Fixed an issue where a User-ID redistribution loop caused high management plane CPU usage. This issue occurred when the User-ID redistribution configuration included three or more firewalls, and the firewall encountered the same IP address and timestamp for different users.

Fixed an issue where the firewall incorrectly identified BGP traffic as traceroute traffic, causing the wrong policy to be applied to the traffic.

Fixed an issue where locally created certificates had duplicate serial numbers because the firewall did not check the serial numbers of existing certificates signed by the same CA when generating new certificates.

Fixed an issue where the firewall failed to send a TCP reset (RST) to the client-side and server-side devices when an application had a reset-both deny action in its security policy.

Fixed an issue where Panorama allowed you to configure a decryption type on No Decrypt policies. When Panorama pushed these policies to firewalls, it set the decryption type to the default value SSL Forward Proxy. With this fix, when you select No Decrypt as a policy rule action, Panorama disables configuration of the decryption type.

In response to an issue where LACP flapped intermittently due to negotiation failures, priority for LACP processing is enhanced to mitigate flapping, and additional debug options are added to help isolate negotiation failures.

Fixed an issue where purged software packages appeared in the list of uploaded software packages. With this fix, the software list will no longer display purged software packages.

Fixed an issue where Online Certificate Status Protocol (OCSP) verification failed when using non-CA certificates. With this fix, you can configure a non-CA certificate as an OCSP Verify certificate (Device > Certificate Management > Certificates Profile > Add). Note that if you use a non-CA certificate and then downgrade to a PAN-OS release that does not include this fix, auto-commits will work, but manual commits will fail.

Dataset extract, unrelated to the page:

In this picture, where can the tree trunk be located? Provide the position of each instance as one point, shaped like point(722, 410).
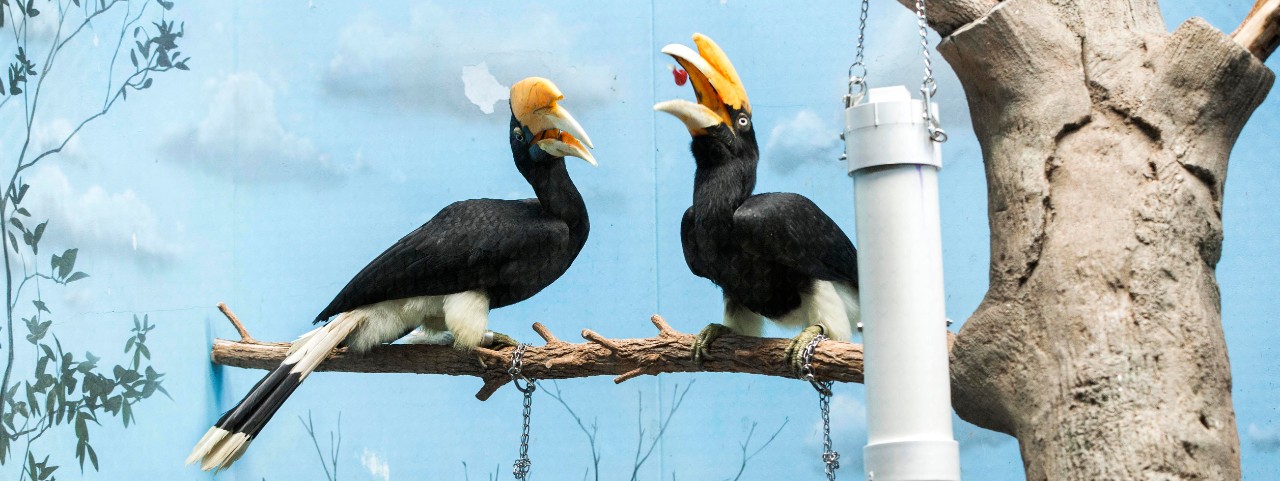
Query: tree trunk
point(1106, 138)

Fixed an issue where IPSec VPN tunnels failed to establish if you used dynamic VPNs and mixed IKEv1 and IKEv2 on the static device.

Fixed an issue where the hostname obtained from a Panorama template for a firewall reverted to the default hostname. This issue occurred after the management server process on the firewall (mgmtsrvr) restarted following an event such as a PAN-OS update or firewall restart.

Fixed an issue where PDF exports of custom reports generated using Run Now did not display hostnames obtained from reverse DNS lookup.

Fixed an issue where IPSec tunnels flapped randomly because a race condition between two processes (mprelay and pan_task) caused duplicate tunnel monitoring ICMP packets with the same sequence numbers to be sent, which disrupted IPSec tunnel state.

Fixed an issue where the management server process (mgmtsrvr) had an out-of-memory condition and restarted, causing a loss of uncommitted changes.

Fixed an issue on Panorama in an HA configuration where synchronization failed after a commit with the message, Committing mgt settings failed. Could not read merged running config from file. This issue occurred when WildFire updates created a race condition with HA synchronization.

Fixed an issue where the top half of text lines failed to display correctly in the PDF version of the App Scope Threat Monitor Report (Monitor > App Scope > Threat Monitor).

Fixed an issue where a custom role administrator who had threat log viewing privileges disabled could view threat logs in the Unified log view.